With all that cultural backstory in place, it’s no surprise that summer camp horror movies took off. The real question is why this happened in the 1980s, and not before. Even prior to the slasher era, summer camp should’ve been a shoo-in for other types of horror. Instead, earlier summer camp movies mostly focused on comedy and romance.
Paris suggests that this reflected a shift in public attitudes, as the perception of summer camp shifted from wholesome outdoor fun to something more “jaundiced.” John Kenneth Muir, meanwhile, sees summer camp horror as a product of the Reagan era, representing “a reassertion of conservative values” and “Old Testament draconian beliefs.”
“The paradigm of these films is really ‘vice precedes slice and dice,’” Muir notes, highlighting summer camp’s reputation as a place of sexual awakening. It makes sense for these teen characters to hook up and smoke weed, but as soon as they do, “they’re almost instantly punished by the boogieman.”

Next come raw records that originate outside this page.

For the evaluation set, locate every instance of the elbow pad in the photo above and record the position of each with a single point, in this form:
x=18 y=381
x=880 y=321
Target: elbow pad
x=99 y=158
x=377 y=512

Adding to the Old Testament undertones, these films often link their villains with the perils of nature. Muir argues that Friday the 13th is more sophisticated than its legacy suggests, introducing a world of “Norman Rockwell Americana” that’s interrupted by a snake in the first act, establishing the idea of an unseen threat in this adolescent garden of Eden. When a thunderstorm takes out the lights, “it’s almost like God is abetting these killers to get these sinning teenagers.”
This blend of conservatism and exploitation drew criticism at the time, overlapping with complaints about gratuitous nudity and violence. However 1980s slashers also cemented the “final girl” archetype: a female lead who defeats the villain through her own ingenuity. Later films used this as a springboard for more overtly feminist storytelling, and franchises like Scream and Halloween have evolved to reflect 21st century values.
Weirdly though, the summer camp genre hasn’t experienced a similar revitalization. Most recent examples are pretty obscure, overshadowed by A-list remixes of other classic tropes like evil nuns, rural ax-murderers and campus killers. There’s also a suggestion that summer camp belongs in the past, with films like The Final Girls (2015) and Fear Street 1978 (2021) embracing nostalgia in a vintage setting.
So what happened to summer camp horror? This may sound like sacrilege to some, but perhaps we exhausted the genre back in the ‘80s. Even Friday the 13th didn’t stick around for long, with later sequels transporting Jason to New York, and then to outer space, and to Hell. Teenage campers could only sustain him for so long.
Another possible explanation is that summer camp no longer feels inherently scary. Leaving home for a few weeks just isn’t a big deal, and sleepaway camp has gone back to seeming quaint and childish. Young people in 2024 have different things to fear.